Maak kennis met dominee Csizmadia Ferenc
Wij groeten u met de woorden uit Romeinen 13:12 „De nacht is voorbijgegaan, en de dag is nabij gekomen.”
Mijn naam is Csizmadia Ferenc, ik ben 45 jaar oud en een blije vader van een 8-jarig kind. De naam van mijn vrouw is Cecilia. Als God ons het wil geven, dan hopen we binnenkort een tweede zoon -door adoptie- te ontvangen. Hij wordt in juli 3 jaar.
Samen met mijn vrouw werkten wij -tussen 2003 en 2014- in het hart van Zevenburgen (dit is het westelijke deel van Roemenië) in Marosvásárhely, Tirgu-Mures. Hier hebben we elkaar leren kennen in 1998 en in 2003 zijn wij getrouwd.
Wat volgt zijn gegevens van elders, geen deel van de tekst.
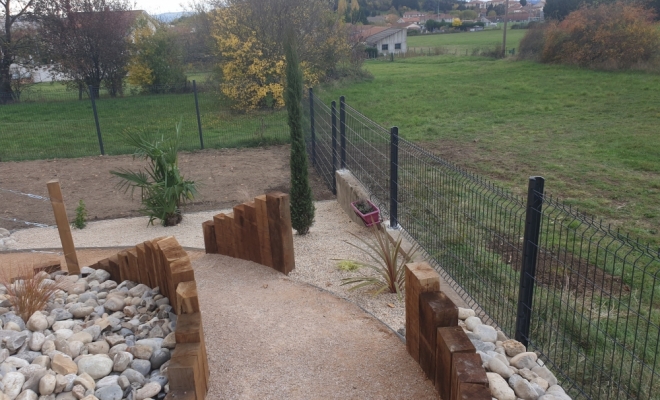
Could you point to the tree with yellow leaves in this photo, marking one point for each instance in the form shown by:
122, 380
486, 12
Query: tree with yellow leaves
250, 36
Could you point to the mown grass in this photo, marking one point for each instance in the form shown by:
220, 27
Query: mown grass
63, 126
592, 135
467, 40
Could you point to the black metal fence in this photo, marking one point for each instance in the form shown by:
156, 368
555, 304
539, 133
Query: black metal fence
587, 299
51, 122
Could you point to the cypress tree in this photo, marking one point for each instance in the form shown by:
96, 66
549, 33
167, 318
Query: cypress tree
302, 204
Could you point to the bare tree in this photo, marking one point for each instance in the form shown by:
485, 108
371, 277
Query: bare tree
12, 12
89, 40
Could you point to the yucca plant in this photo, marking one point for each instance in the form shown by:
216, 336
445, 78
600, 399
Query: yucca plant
163, 189
28, 292
388, 263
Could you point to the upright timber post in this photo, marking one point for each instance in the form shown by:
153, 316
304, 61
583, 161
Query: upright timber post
56, 200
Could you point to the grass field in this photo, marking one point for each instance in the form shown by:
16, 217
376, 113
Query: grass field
467, 40
64, 126
592, 135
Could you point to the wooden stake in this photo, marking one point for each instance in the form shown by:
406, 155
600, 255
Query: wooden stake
280, 231
56, 200
187, 298
210, 242
262, 230
450, 341
251, 233
420, 278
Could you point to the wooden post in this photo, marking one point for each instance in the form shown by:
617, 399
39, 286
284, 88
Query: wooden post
240, 233
180, 395
420, 278
187, 298
224, 234
262, 230
473, 391
155, 271
143, 265
466, 367
251, 233
189, 330
435, 310
63, 227
115, 275
210, 242
280, 232
133, 266
450, 340
124, 273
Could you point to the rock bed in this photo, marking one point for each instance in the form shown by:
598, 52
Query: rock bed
96, 339
513, 372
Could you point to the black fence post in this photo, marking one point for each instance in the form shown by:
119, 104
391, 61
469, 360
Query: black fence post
342, 130
529, 258
313, 127
394, 176
92, 95
334, 147
199, 120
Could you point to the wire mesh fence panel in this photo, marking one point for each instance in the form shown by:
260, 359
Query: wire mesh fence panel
596, 307
152, 114
367, 150
469, 227
322, 153
223, 128
36, 140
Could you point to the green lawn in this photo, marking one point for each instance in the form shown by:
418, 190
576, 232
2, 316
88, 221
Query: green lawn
64, 126
467, 40
592, 135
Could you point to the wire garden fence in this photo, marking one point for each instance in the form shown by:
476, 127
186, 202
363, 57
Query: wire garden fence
580, 294
59, 123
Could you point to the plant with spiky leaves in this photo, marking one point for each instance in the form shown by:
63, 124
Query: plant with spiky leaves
163, 188
389, 263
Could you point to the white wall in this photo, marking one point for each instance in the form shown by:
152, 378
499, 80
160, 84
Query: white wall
390, 41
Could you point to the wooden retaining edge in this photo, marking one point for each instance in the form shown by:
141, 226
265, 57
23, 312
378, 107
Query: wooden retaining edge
164, 263
258, 231
433, 339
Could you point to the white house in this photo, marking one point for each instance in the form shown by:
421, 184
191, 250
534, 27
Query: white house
392, 40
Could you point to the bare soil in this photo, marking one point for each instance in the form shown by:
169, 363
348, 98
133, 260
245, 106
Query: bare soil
226, 177
563, 271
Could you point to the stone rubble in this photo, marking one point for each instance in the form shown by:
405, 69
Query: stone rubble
513, 372
95, 340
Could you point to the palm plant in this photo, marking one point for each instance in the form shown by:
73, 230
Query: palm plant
163, 189
388, 262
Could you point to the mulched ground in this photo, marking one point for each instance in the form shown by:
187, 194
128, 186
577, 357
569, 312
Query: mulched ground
226, 177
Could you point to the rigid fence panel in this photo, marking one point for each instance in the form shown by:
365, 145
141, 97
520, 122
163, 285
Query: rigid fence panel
586, 297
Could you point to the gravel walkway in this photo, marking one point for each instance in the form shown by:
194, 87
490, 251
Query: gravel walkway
271, 337
316, 253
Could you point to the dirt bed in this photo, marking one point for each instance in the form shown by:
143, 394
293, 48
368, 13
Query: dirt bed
226, 177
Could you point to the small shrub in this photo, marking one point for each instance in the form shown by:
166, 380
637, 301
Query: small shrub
163, 189
389, 264
348, 265
81, 216
28, 293
531, 45
607, 36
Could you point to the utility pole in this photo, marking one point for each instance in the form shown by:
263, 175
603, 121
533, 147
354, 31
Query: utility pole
506, 18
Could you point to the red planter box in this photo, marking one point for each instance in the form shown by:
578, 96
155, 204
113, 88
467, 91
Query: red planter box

In de eerste dagen van januari 1995 ben ik in een reformatus jeugdgroep terechtgekomen en daar begon de grootste verandering in mijn leven. God sprak tot mij in mijn angsten en onzekerheden. Ik heb op Zijn stem geantwoord en mocht voor het eerst de geopende deur binnengegaan. Toen begon er een nieuwe tijd in mijn leven, die nog steeds duurt. En ik hoop dat deze tot in eeuwigheid zal voortduren; met Christus, in Christus en voor Christus. Jezus Christus is heel bijzonder voor mij en mijn vrouw. Voor Hem te leven en te werken is een grote voorrecht. Dit geloven wij en belijden wij en we proberen dit elke dag in praktijk te brengen. Zo ben ik tot het ambt van predikant geroepen en heb ik ook een gemeente gekregen. Ik ben theologie gaan studeren toen ik 32 jaar was en vanaf mijn 40 ste ben ik predikant. Na 5 jaar studie liet God ons nog 4 jaar wachten. Tot het moment dat Hij ons in Zijn wijngaard riep en we de akker hebben gevonden waarop oogst mag zijn. Sinds 1 mei 2014 ben ik in 2 dorpen in de omgeving van Timisoara predikant. Het totaal aantal leden en doopleden ligt op 450 zielen. De beide gemeenten hebben allebei reusachtige kerkgebouwen en pastorieën. Deze zijn ongeveer 120 jaar oud en zijn allebei helaas in een ruïnetoestand. En helaas lijkt de geestelijke situatie van de gemeenteleden op de kerkgebouwen. In beide dorpen heerst secularisatie, materialisme en egoïsme. De gemeenschap met God ontbreekt helemaal of is maar een formele religiositeit. Soms tref je ook bijgeloof aan. De aanwezigheid van God in deze twee gemeenten is meer cultureel en traditioneel. In de afgelopen jaren ben ik begonnen om hier verandering in aan te brengen door het evangelie -de blijde boodschap- van Christus, Die verloren zondaren wil verlossen, in de prediking centraal te stellen. Van een doorbraak kunnen wij helaas nog niet spreken. In beide gemeenten is er geen ziel die naar deze boodschap uitziet. Door culturele gebeurtenissen kunnen wij de leden nog samenhouden. Er is bijvoorbeeld onder de leden wel veel belangstelling voor het opknappen van de kerkgebouwen.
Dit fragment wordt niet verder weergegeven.